I have table which is like:
TableName: myTab
+----+---------------------+
| ID | Codes |
+----+---------------------+
| 1 | ABC,DEF,GHI,JLK,MNO |
+----+---------------------+
I am developing Cascading application which should convert above table into following:
+----+---------------------+------+
| ID | Codes | code |
+----+---------------------+------+
| 1 | ABC,DEF,GHI,JLK,MNO | ABC |
+----+---------------------+------+
| 1 | ABC,DEF,GHI,JLK,MNO | DEF |
+----+---------------------+------+
| 1 | ABC,DEF,GHI,JLK,MNO | GHI |
+----+---------------------+------+
| 1 | ABC,DEF,GHI,JLK,MNO | JLK |
+----+---------------------+------+
| 1 | ABC,DEF,GHI,JLK,MNO | MNO |
+----+---------------------+------+
If I use Hive, it can be done very easily using LATERAL VIEW.
SELECT
ID, Codes, Code
FROM
myTab LATERAL VIEW explode(Codes) codesTab AS code
But I want to do same thing in Cascading. Is there a way to do it?
It can be done using a function (there may be other ways).

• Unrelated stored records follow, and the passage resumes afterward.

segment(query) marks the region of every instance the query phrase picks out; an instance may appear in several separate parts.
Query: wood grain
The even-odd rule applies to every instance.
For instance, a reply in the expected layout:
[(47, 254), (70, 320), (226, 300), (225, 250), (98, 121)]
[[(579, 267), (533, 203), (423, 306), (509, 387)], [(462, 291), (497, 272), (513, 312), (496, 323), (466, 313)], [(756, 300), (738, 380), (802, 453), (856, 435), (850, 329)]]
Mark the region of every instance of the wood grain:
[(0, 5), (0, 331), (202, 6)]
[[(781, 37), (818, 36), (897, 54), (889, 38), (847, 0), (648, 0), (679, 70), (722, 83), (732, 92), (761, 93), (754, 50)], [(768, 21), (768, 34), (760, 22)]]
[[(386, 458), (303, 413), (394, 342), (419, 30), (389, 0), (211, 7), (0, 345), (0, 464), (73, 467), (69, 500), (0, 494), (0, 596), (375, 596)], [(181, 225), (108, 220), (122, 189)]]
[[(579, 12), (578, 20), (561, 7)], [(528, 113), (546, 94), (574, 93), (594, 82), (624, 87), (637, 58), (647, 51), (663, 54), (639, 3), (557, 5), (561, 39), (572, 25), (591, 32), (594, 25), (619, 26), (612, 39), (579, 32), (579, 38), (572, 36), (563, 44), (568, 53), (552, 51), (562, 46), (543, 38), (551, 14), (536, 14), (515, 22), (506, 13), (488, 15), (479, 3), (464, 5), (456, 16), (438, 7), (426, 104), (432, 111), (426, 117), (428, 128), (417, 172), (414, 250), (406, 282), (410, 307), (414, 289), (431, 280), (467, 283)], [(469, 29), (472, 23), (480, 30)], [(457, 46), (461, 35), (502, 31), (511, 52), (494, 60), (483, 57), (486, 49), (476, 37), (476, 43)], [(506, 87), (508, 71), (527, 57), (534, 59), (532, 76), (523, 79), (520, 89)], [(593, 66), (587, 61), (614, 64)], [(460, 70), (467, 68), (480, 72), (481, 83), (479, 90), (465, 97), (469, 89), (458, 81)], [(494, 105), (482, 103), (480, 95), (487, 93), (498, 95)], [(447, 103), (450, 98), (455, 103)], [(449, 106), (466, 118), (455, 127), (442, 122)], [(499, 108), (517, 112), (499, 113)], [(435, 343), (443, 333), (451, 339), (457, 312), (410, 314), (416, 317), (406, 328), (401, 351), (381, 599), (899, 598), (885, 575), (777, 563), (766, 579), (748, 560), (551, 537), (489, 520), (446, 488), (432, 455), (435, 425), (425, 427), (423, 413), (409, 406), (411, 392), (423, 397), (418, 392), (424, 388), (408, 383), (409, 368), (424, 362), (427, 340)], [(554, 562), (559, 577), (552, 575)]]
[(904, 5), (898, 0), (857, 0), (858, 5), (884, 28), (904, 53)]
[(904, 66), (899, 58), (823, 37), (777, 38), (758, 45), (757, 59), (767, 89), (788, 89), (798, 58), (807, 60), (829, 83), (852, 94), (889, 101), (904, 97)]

Just need to add new Tuple to the OutputCollector for each and every token.
Like:
import static com.google.common.base.Preconditions.checkArgument;
import cascading.flow.FlowProcess;
import cascading.operation.BaseOperation;
import cascading.operation.Function;
import cascading.operation.FunctionCall;
import cascading.tuple.Fields;
import cascading.tuple.Tuple;
public class TestLateralView extends BaseOperation<Void> implements Function<Void> {
private static final long serialVersionUID = 1L;
public TestLateralView(Fields fields) {
super(fields);
checkArgument(fields.size() == 1);
}
@Override
public void operate(@SuppressWarnings("rawtypes") FlowProcess flowProcess, FunctionCall<Void> functionCall) {
Tuple tuple = functionCall.getArguments().getTuple();
StringBuilder sb = new StringBuilder();
for (int i = 0; i < tuple.size(); i++) {
sb.append(tuple.getString(i));
sb.append(",");
}
String[] tokens = sb.toString().split(",");
for (String token : tokens) {
functionCall.getOutputCollector().add(new Tuple (token));
}
}
}
With above Function I am getting expected output.
In the Assembly, above function can be called as:
pipe = new Each(pipe, CODES, new TestLateralView(CODE), Fields.ALL);